Evaluation of biochemical hyperandrogenemia and body mass index in women presenting with amenorrhea.Exp Clin Endocrinol Diabetes. 2007 May; 115(5):298-302.EC
The aim of this study was to evaluate the correlation between biochemical hyperandrogenemia and body mass index in patients with amenorrhea as the main clinical presenting symptom.
Among 136 patients presenting with secondary or primary amenorrhea, hyperandrogenemia was found to be the hormonal cause of this specific type of irregular menses in 21 patients. A retrospective study was carried out to investigate the patients' serum androgen findings and body mass index. The ultrasound features of the ovaries were also recorded.

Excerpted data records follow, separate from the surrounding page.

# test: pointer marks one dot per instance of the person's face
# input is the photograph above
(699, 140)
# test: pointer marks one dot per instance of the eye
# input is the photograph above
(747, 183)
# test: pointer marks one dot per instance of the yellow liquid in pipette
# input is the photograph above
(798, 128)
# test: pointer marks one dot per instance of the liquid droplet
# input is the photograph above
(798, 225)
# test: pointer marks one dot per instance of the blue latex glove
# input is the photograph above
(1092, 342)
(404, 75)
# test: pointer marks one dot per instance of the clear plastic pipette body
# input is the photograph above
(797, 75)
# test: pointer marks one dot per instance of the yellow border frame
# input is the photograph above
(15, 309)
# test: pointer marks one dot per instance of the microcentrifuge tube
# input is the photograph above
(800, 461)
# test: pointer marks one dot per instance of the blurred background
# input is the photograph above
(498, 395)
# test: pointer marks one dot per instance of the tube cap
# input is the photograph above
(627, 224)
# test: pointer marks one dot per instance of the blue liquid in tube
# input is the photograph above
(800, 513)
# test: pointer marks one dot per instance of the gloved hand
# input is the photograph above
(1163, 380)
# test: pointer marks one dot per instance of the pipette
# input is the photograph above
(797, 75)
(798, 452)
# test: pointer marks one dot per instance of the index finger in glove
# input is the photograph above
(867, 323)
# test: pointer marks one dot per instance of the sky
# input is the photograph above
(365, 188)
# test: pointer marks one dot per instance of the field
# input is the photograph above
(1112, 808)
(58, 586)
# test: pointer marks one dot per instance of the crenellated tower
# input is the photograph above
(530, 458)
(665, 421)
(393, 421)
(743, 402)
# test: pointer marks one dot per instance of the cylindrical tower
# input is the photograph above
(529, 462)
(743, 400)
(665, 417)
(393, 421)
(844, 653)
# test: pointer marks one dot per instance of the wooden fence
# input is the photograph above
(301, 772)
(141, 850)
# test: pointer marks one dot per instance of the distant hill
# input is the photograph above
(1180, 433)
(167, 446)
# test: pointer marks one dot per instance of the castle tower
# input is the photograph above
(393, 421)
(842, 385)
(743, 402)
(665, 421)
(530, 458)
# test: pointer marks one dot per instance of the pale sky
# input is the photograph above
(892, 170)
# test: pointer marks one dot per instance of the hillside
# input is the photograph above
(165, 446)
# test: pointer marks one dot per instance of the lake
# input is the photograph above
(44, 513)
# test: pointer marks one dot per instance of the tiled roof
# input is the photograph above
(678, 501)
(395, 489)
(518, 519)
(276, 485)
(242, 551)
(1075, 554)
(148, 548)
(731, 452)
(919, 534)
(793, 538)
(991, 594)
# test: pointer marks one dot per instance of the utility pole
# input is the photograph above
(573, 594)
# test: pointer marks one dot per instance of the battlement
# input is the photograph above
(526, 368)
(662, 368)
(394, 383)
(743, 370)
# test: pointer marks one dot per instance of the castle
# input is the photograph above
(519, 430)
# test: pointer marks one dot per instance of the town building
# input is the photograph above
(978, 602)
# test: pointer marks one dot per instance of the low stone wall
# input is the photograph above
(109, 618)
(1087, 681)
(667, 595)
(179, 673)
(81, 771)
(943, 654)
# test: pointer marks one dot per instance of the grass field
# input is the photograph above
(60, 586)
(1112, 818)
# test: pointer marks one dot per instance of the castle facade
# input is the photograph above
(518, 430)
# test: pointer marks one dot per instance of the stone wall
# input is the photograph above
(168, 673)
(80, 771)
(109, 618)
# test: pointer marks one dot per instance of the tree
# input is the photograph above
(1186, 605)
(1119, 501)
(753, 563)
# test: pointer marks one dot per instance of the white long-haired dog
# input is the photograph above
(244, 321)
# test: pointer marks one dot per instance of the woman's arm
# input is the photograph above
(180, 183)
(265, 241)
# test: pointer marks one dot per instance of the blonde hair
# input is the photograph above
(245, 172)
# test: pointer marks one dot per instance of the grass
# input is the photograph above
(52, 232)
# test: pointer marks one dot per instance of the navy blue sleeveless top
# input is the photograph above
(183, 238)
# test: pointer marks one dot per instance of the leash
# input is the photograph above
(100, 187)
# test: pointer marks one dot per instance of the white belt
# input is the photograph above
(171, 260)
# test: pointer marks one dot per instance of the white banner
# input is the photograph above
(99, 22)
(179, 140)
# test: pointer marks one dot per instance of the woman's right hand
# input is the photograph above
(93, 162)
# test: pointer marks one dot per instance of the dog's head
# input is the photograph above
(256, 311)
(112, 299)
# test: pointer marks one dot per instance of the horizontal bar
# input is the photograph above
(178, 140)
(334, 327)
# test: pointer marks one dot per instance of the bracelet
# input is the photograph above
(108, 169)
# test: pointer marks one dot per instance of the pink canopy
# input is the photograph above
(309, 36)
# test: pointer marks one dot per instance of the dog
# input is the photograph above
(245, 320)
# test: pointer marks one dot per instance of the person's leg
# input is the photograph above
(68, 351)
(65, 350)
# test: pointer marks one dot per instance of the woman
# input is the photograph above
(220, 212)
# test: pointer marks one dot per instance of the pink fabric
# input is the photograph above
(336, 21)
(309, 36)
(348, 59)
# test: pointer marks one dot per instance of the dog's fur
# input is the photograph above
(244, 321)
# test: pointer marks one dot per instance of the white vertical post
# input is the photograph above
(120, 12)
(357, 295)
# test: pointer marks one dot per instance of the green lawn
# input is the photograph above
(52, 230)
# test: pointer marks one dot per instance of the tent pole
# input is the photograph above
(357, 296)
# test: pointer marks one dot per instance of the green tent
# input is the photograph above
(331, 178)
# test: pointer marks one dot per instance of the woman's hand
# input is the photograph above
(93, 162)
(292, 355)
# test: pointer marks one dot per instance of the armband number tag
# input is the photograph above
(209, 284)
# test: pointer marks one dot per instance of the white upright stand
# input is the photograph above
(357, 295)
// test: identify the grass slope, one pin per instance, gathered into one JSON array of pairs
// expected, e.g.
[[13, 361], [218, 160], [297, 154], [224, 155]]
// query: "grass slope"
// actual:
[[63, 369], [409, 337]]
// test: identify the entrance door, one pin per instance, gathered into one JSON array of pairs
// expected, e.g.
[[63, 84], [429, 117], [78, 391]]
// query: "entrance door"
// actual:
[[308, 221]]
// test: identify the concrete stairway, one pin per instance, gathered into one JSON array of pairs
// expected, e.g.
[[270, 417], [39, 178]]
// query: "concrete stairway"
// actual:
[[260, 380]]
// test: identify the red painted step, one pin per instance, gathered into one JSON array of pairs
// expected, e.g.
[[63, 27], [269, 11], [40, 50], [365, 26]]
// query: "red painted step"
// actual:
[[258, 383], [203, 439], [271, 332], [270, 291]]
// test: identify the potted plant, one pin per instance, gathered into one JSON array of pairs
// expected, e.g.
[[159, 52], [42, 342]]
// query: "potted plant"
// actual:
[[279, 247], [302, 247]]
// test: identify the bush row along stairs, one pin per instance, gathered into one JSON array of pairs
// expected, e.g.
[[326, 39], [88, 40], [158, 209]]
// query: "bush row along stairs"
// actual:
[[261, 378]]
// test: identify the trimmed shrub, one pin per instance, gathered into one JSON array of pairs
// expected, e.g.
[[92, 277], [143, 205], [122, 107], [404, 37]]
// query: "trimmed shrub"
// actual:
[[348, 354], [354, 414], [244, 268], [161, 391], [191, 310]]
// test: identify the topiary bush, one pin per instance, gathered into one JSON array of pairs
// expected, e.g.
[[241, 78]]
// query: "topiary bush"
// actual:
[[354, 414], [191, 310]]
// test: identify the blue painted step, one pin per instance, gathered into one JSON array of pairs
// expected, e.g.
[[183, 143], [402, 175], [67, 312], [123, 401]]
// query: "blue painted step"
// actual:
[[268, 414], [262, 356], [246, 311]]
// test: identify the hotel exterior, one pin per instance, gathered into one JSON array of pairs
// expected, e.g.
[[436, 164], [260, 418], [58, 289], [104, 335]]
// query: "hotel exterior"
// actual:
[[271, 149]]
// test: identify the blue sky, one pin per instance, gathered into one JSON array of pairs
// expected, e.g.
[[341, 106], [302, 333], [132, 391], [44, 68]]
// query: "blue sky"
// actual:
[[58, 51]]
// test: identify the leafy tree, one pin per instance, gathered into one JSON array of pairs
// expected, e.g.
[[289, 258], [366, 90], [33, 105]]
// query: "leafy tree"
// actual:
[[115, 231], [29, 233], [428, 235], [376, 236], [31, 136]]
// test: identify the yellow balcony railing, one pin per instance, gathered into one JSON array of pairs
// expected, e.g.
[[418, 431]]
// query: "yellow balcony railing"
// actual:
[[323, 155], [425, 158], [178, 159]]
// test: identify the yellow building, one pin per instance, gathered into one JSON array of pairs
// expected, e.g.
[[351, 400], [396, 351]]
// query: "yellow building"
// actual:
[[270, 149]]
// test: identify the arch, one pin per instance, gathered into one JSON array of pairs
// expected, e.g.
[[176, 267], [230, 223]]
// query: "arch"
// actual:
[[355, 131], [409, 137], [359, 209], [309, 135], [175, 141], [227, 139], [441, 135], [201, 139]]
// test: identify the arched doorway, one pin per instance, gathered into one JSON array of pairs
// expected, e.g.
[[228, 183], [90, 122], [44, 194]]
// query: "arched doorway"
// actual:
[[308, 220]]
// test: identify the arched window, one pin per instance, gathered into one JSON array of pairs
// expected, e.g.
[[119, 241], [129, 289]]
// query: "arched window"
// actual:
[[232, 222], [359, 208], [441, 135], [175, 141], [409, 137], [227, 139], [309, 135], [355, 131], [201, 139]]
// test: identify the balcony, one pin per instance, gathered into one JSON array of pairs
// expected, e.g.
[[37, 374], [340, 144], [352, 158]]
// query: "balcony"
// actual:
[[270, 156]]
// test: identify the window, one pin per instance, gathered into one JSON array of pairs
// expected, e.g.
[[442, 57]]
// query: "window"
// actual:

Twenty-one of the 136 patients presenting with the most severe form of menstrual irregularity, amenorrhea - defined as an absence of menses for at least 6 months - were found to have elevated serum androgen levels. The androgen profile included elevated levels of total testosterone (TT), or dehydroepiandrosterone sulfate (DHEAS), or calculated free testosterone (cFT), or all three, with or without an elevated luteinizing hormone-follicle-stimulating hormone (LH : FSH) ratio. Six patients with a body mass index > 26 kg/m2 all had elevated cFT, while TT was only increased in three patients. All of the patients had low levels of sex hormone-binding globulin (SHBG). Two patients had abnormal TT, cFT, and DHEAS levels together with polycystic ovaries. Eleven patients with a body mass index (BMI) <or=26 kg/m2 were found to have all of the combinations of normal and abnormal androgens. In general, cFT was significantly increased in patients with a BMI > 26 kg/m2 (P<0.001), while TT serum levels did not significantly differ between the two groups.
Amenorrhea is by definition the most severe form of menstrual disorder. Biochemical hyperandrogenemia can be found in a subgroup of amenorrheic patients. However, none of the biochemical findings of hyperandrogenemia correlated consistently with this specific type of menstrual disorder. In the women studied, there appears to be a correlation between elevated androgen levels and a BMI > 26 kg/m2. cFT appears to be a more appropriate criterion for identifying hyperandrogenemia than TT in patients presenting with amenorrhea. More information about this condition and studies including larger numbers of patients are needed.